En octubre de 1860 la reina Isabel II, acompañada de un séquito del que formaban parte entre otros muchos su marido don Francisco de Asís, O’Donnell, Claret y el príncipe de Asturias don Alfonso, visitó Aragón. Habían salido de Barcelona en tren con dirección a Lérida, y de aquí en adelante iban a viajar en coches de caballos a razón de doce kilómetros a la hora, poco más o menos. Ese viaje lo contó Antonio Flores en un libro que Manuel Rivadeneyra imprimió en Madrid en 1861: Crónica del viaje de sus Majestades y Altezas Reales a las Islas Baleares, Cataluña y Aragón en 1860.

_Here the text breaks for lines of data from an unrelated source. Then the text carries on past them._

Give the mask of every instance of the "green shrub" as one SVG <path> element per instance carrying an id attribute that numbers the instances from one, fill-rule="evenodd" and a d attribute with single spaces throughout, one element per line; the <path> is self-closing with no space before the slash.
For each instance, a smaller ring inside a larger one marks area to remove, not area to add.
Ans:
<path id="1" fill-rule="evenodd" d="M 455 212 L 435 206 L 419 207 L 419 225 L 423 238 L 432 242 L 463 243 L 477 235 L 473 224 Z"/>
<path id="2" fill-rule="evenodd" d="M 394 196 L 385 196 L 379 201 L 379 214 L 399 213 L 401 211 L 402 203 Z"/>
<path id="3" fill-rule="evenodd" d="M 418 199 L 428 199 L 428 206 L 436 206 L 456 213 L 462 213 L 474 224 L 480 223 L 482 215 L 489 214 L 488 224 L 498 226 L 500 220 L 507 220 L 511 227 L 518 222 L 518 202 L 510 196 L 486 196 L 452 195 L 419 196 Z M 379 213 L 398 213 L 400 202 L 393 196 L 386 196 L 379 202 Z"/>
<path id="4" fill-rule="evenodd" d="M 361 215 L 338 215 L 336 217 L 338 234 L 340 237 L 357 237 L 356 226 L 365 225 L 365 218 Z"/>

La reina durmió en Bujaraloz la noche del día 6 alojada en casa de don Mariano Gros -y no Fros, como por error escribió Flores- Pallarés. Al día siguiente salieron para Zaragoza, adonde llegaron sobre las 3 de la tarde. El recibimiento oficial por parte del alcalde don Simeón Gimeno se hizo en la fábrica de harinas de los señores Villarroya y Castellano, y allí se le entregaron a doña Isabel las llaves de la ciudad. Pero nadie pensó que su rolliza Majestad fuera a tener allí mismo un inesperado apretón y no se estaba preparado para ello. Así que toda una reina de España, toda una Isabel II, tuvo que aliviarse en una vasija de la portera de la fábrica, que no es de extrañar guardara aquella real deposición como “caca en paño”.  El asunto del apretón no lo cuenta desde luego Antonio Flores, cronista oficial del viaje, sino el gran Mariano Gracia Albacar en sus memorias.

A esa especie de pérfida domadora, que se representa en la ilustración con el siniestro estandarte del Santo Oficio, ante la mirada bobalicona de Francisco de Asís y Claret, me hubiera divertido más que se la hubiera dibujado con sus reales posaderas apoyadas en la vasija de barro de una humilde aragonesa, con el gesto descompuesto y más cabreada que un mono por no disponer de un cuarto de baño en condiciones, sobre una leyenda en la que se leyera: “La mierda / a todos nos iguala”.